Firstly. Something someone should’ve told me years ago (and I should’ve listened if they did) is to consider how I would like that said to me. This is fairly easy. If you’ve any imagination, picture yourself in the other person’s position both emotionally and physically. Reading a lot of books by various authors is helpful; one that’s helped me a lot is the Ever After High series by Shannon Hale. Because it covers two people from opposite perspectives yet though one is shown to be more clear-thinking, both have flaws and good qualities that make you respect them both even when you don’t agree. The web series the books are based on is also a great study of diverse characters. Another good read is “Till we have faces” by C. S. Lewis. But virtually any decent book provides multiple perspectives if you only look. Another good idea is to practice sympathizing even with people you like and understand.
This rule is often given as the best and greatest key to communication, but actually it is only the first step. As Stephen R. Covey put it, “Seek first to understand then to be understood.”
Secondly. Explain yourself. ( I must put a disclaimer here; this next step only works in certain situations. I would not try it in a high stress environment. Been there, and it never works. Unless with extremely mature people–apply step one in these circumstances. People often don’t mean what they say when they’re upset.) I have had to use trial and error in learning to do this. You probably will too. But I have a tip: be concise. The best trick I know for that is to think out your idea or complaint 2 or 3 times privately or with a third party, before bringing it to the person in question. I journal it. Also never explain something when you’re angry. It’s okay to be emotional. But as soon as anger comes in, reason weakens. I know–it feels so good to rant, but that is better done in private.
Choose your words carefully. Watching your words is about watching not what you mean (intend), but what you convey. too often I’ve meant to compliment and conveyed an insult. People have also hurt my feelings when they meant to be playful. Also, you can mean strength and convey anger. Or mean caution and convey fear. People read words, and read into words, differently. Sometimes it is not your fault. But a little extra thought might go along way in explaining. Know who you’re talking to. My dad appreciates clever humor with sincerity, my mom likes straight but gentle talk. I like energetic but affectionate communication. Each of us can easily misunderstand the other if we don’t consider.
Thirdly. But watching you words goes even beyond that. Sometimes you will have to say what nobody, not even yourself, wants to hear. You’ll be under peer pressure, and it’s so easy to frame our words into the most tolerant phrasing we can. Or, if you’re on the other end of the spectrum, you might overstate everything. Looking back, I rarely like that. I prefer grace seasoned with salt. a grace-filled word is like an apple of gold in a setting of silver. A valuable commodity in a rare situation. And the richer your words are the more of such situations you have. “If a situation is tarnished from ill-treatment in the past, that calls for even more care in the present. A family situation is a good example. You can hit a sore spot, but if you keep your head you just might smooth it out. “A gentle word can break a bone,” is another proverb. That sounds bad, but you’ve likely heard about necessary breaks, or that broken bones can heal back stronger than before.
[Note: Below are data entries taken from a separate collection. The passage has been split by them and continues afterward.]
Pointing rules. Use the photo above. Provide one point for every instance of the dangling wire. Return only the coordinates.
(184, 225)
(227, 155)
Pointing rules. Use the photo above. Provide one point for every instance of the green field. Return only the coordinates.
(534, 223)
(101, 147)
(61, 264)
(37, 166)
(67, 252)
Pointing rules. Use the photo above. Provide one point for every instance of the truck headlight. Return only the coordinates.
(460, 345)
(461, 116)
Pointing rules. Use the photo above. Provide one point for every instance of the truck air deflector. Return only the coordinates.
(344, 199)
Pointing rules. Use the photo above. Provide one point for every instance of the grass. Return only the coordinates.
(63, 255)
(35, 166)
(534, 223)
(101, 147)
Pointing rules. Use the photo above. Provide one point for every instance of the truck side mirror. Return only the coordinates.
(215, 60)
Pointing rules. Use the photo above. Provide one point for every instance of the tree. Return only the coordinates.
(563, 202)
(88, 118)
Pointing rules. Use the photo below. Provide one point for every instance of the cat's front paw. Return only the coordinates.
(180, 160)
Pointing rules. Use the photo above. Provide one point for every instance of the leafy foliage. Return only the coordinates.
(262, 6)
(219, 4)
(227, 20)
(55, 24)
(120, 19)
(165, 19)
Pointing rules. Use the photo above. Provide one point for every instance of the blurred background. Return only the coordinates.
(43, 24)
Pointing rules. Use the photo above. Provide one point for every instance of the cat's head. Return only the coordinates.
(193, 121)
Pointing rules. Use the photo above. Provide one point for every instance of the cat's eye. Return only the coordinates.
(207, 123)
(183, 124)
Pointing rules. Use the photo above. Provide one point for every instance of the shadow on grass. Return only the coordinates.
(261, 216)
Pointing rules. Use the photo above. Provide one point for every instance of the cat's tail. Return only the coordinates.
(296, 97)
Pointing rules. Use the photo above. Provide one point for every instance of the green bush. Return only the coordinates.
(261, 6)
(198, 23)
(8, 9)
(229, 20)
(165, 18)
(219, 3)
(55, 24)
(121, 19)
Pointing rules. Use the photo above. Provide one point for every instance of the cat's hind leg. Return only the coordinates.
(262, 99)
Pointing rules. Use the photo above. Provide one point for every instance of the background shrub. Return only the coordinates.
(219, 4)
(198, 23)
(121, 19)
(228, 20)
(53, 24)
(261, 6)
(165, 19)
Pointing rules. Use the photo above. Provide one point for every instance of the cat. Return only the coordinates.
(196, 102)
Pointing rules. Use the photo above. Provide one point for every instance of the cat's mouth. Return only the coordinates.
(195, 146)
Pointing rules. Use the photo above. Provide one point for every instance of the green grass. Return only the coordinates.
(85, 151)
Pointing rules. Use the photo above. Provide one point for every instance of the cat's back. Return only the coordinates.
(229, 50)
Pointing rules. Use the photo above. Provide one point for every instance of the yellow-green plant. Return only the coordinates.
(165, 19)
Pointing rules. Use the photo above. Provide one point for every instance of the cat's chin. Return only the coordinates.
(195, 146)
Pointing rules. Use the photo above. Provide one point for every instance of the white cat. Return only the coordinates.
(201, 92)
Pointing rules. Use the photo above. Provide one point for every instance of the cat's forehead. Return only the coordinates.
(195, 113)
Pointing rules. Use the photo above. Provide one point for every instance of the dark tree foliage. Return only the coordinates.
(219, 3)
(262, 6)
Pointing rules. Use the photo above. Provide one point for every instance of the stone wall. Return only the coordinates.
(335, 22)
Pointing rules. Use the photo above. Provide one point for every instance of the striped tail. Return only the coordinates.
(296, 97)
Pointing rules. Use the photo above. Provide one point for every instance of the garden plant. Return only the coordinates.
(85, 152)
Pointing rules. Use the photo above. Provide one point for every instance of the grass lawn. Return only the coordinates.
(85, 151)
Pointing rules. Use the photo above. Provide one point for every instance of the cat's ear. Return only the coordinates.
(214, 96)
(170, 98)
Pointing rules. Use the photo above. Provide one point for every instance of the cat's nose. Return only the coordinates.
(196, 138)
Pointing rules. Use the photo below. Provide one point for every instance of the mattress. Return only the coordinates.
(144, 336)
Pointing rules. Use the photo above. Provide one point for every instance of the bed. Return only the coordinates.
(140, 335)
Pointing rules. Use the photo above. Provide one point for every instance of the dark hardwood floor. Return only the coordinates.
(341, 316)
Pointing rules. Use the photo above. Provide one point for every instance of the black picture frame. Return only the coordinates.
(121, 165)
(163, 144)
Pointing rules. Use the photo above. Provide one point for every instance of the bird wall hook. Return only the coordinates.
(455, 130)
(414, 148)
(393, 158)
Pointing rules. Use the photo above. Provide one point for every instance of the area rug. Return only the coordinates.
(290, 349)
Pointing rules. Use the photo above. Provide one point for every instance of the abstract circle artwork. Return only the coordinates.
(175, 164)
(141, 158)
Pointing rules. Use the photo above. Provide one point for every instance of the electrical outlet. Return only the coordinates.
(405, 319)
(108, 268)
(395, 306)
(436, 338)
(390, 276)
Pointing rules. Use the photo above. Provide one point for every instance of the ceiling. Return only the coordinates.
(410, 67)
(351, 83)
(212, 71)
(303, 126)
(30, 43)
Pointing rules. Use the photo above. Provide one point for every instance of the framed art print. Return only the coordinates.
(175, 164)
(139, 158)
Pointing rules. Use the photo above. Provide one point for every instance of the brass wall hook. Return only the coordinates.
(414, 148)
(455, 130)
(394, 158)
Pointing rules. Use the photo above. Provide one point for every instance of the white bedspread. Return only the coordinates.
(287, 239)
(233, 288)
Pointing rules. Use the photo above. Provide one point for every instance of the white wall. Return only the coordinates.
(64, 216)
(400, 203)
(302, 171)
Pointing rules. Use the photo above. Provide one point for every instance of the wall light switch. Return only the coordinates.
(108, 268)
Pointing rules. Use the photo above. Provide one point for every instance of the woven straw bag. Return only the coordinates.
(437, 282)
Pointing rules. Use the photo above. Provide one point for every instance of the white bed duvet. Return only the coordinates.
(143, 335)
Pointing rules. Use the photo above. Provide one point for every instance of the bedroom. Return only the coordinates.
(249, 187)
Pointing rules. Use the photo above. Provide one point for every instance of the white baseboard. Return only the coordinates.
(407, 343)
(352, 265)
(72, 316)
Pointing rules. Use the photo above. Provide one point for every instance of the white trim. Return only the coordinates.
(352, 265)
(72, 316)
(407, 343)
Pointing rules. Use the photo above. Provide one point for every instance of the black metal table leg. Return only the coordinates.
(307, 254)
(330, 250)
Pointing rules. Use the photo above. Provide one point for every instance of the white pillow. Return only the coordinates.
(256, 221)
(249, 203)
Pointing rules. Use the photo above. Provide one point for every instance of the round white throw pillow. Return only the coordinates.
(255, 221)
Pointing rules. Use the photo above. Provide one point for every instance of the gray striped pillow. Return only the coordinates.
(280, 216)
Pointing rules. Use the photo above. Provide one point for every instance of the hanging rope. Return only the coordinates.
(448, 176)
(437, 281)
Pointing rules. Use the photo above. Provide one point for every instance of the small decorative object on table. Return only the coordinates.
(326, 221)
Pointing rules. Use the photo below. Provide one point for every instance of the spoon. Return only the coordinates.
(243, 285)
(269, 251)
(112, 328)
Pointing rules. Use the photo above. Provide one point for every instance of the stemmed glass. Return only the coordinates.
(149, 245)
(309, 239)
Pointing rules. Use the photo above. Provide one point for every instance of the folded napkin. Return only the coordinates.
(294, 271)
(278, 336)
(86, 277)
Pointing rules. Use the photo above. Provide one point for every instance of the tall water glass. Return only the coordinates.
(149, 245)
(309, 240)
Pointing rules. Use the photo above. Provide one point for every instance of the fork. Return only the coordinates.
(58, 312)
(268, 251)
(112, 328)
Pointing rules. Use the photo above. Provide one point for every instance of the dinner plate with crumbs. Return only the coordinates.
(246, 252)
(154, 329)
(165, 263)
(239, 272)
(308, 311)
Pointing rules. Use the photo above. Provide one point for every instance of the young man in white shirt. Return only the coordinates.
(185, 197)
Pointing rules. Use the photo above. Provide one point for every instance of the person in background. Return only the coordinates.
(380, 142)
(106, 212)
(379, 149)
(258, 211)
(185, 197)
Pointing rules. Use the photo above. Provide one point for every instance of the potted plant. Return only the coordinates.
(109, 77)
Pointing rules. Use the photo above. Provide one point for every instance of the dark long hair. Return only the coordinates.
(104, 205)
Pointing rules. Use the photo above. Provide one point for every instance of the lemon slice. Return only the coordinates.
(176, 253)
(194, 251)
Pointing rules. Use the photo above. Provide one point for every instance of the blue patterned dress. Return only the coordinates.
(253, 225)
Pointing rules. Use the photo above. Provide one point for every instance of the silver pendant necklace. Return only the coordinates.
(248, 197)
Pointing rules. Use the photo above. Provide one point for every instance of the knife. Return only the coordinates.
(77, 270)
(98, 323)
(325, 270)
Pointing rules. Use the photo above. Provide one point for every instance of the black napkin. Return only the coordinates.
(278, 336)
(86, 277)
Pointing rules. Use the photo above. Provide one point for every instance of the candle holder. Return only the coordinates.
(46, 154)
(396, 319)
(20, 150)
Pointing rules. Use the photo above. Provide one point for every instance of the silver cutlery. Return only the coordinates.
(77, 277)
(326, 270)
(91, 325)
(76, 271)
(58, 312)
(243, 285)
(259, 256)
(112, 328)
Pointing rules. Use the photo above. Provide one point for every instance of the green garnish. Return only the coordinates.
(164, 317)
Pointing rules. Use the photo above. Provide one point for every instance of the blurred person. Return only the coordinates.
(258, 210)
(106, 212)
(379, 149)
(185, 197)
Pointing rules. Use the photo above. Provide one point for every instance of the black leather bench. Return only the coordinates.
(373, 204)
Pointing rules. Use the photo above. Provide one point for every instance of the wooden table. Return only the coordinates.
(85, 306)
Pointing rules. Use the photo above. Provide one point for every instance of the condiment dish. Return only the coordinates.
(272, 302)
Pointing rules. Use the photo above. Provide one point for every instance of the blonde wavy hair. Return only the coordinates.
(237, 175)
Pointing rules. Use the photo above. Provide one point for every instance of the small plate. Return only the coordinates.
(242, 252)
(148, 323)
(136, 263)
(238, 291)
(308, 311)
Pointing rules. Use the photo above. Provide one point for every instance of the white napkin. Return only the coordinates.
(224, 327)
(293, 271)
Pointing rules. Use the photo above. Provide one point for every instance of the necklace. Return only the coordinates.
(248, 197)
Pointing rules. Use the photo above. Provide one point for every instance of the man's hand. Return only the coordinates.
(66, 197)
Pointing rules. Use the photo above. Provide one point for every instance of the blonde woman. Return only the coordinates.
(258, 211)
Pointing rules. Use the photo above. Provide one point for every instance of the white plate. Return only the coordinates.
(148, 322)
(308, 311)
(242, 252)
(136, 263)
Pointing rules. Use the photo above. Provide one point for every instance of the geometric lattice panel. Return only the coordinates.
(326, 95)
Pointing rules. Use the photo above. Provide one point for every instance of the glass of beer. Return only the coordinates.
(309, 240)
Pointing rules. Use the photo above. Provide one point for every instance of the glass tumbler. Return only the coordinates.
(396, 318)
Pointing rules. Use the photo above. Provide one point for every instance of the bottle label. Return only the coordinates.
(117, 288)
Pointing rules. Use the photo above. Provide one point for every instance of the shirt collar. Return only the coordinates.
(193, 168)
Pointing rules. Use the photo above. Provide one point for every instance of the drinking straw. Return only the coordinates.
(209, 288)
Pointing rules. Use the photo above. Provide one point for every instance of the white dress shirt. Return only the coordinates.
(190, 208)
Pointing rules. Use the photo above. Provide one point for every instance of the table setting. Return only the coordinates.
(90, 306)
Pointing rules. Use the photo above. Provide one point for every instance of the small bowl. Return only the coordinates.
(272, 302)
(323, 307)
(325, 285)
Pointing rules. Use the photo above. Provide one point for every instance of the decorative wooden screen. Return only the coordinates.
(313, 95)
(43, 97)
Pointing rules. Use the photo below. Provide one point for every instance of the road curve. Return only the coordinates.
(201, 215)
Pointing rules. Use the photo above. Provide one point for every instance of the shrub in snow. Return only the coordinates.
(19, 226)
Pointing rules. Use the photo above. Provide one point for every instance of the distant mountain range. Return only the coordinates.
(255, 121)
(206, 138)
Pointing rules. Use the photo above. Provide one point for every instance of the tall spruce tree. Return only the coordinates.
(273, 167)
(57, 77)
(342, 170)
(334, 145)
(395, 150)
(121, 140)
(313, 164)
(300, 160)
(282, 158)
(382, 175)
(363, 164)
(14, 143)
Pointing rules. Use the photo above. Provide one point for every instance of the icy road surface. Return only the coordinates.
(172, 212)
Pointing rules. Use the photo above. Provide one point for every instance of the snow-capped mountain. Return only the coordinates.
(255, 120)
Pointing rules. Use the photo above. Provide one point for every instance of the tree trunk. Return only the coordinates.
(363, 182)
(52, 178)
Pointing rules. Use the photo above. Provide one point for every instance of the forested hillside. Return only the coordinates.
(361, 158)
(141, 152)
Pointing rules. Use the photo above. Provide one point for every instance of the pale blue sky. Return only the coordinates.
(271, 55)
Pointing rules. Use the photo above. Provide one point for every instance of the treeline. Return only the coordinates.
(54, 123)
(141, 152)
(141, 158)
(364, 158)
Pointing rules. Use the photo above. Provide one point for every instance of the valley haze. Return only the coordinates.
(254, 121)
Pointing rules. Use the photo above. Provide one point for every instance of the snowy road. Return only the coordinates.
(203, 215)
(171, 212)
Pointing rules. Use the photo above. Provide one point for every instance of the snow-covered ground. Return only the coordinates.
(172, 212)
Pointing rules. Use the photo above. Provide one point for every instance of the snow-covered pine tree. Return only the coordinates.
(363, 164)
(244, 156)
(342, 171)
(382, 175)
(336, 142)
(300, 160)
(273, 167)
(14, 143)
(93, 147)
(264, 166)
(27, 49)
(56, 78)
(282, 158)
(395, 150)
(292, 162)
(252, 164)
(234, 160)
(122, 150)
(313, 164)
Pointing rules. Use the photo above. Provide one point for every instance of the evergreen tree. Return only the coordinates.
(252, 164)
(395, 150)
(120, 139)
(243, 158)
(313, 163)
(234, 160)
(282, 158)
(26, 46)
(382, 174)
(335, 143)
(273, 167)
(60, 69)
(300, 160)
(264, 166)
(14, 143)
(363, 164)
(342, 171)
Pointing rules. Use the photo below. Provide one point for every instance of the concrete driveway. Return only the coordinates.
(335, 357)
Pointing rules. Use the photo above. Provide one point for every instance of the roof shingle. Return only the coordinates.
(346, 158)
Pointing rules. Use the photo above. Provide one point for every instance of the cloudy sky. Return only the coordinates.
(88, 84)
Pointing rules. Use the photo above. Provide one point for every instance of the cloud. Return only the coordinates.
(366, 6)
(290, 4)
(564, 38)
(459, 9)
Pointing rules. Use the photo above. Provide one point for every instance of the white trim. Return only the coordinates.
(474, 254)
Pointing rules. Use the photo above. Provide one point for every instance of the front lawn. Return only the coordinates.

A note on this: Playing off people’s emotions can be a low trick. Especially in America with our constant advertising. But some emotions are appropriate to big things. And it’s more scary or sad if you can’t evoke any than if you can. A good rule of thumb might be if you haven’t felt what you’re evoking, then it’s probably manipulation and hypocrisy.
In summary, watch you words for inconsiderateness; watch your words for clarity; and watch your words for sincerity. (Which means to be without guile, without cover up of a blemish.) But the Bible puts it this way: guard your mouth. A guard keeps out threats and keeps in threats. It also makes threats if necessary. Tone can be everything as we all know. I hope these three rules help you. I know I need them myself–Natasha.